Trabalho infantil

Como se em cada criança houvesse um Cristiano Ronaldo em potência, as atividades extracurriculares são vistas pelos adultos como perspetivas de carreira.

As atividades extracurriculares fazem parte da vida de muitas crianças. Servem para desenvolver capacidades, lidar com dificuldades, aprender a estar serenamente em situações de competição e avaliação e porque algumas são praticadas em grupo, também podem dar um lugar de pertença ao longo da infância e adolescência. Servem sobretudo para as crianças se ocuparem, se divertirem e enfrentarem medos e dificuldades. Por isso muitas vezes escolhemos atividades para os nossos filhos que os desafiem e permitam evoluir em algo que achavam muito difícil e assim ganhar uma maior confiança em si próprios. Para os apoiarem neste processo estarão os professores e treinadores que, por lidarem com crianças, deverão ser em primeiro lugar pedagogos e só depois especialistas na área que ensinam.  Esta parece-me a narrativa sensata acerca das atividades extracurriculares, mas se olharmos à nossa volta ou até para nós próprios não é bem isso que vemos. E é comum ouvirmos frases como: «Percebemos muito cedo que ele tinha jeito e estamos a ver se consegue ser escolhido para a equipa X»; «Os treinos são até tarde e não pode haver faltas o que prejudica o sono e nunca temos fins de semana mas tem de ser assim para se chegar a algum lado!» ou «A treinadora é muito dura com as alunas, mas faz parte!».

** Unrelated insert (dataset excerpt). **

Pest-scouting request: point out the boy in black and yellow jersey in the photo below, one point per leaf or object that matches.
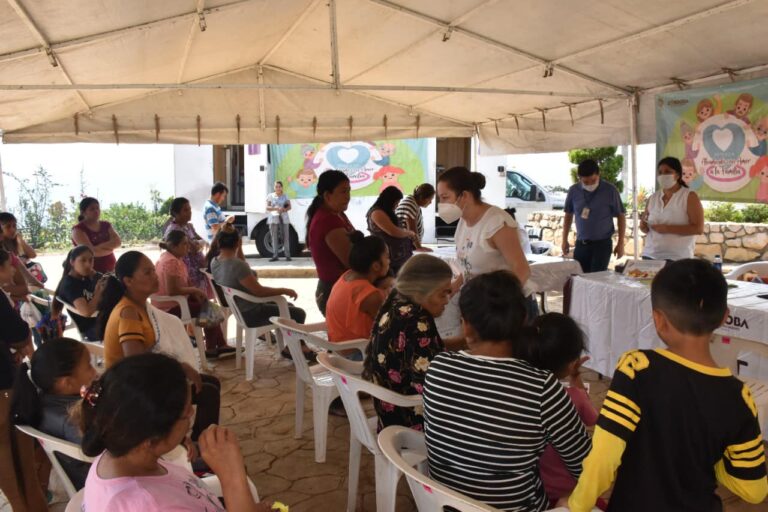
(673, 423)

Aquilo que observo é uma mudança no foco e no objetivo, tanto da perspetiva de pais como de treinadores e professores: são atividades centrais desde muito cedo nas vidas das crianças, vistas pelos adultos como perspetivas de carreira e, por isso, não é para as crianças se desenvolverem, mas sim para atingirem resultados. Como se em cada criança houvesse um Cristiano Ronaldo em potência: esta atividade é vista como um investimento de futuro, quando mandaria o bom senso que o único tipo de investimento que faz sentido como pais seria investimento a fundo perdido.

Há uma tolerância a meu ver exagerada em relação à forma como os miúdos são tratados tanto pelos pais como pelos treinadores e professores. Conheço muitos pais que sofrem ao ver o modo como os treinadores interagem com os seus filhos, mas parecem não entender a sua responsabilidade em permitir que continue a acontecer. E também conheço professores, treinadores e psicólogos do desporto horrorizados com o modo como alguns pais pressionam e maltratam as crianças quando os resultados não lhes agradam. Numa entrevista ao jornal The Guardian, o futebolista Thierry Henry fala sobre a sua história de depressão clínica ao longo da vida e reflete sobre o facto do seu pai ter sido sempre muito crítico do seu desempenho desportivo. Uma vez, era Thierry adolescente e marcou 6 golos num jogo cujo resultado ficou 6-0, mas quando chegou a casa a reação do pai foi «Falhaste aquele cruzamento de bola!». Nas palavras de Thierry Henry, «a atitude do pai ajudou-o até certo ponto como atleta, mas não ajudou nada como pessoa».

Segundo a OIT (Organização Internacional do Trabalho), trabalho infantil é: «Todo o trabalho que priva as crianças da sua infância, do seu potencial e da sua dignidade, e que é prejudicial ao seu desenvolvimento físico e mental». E se pensássemos um bocado sobre isto?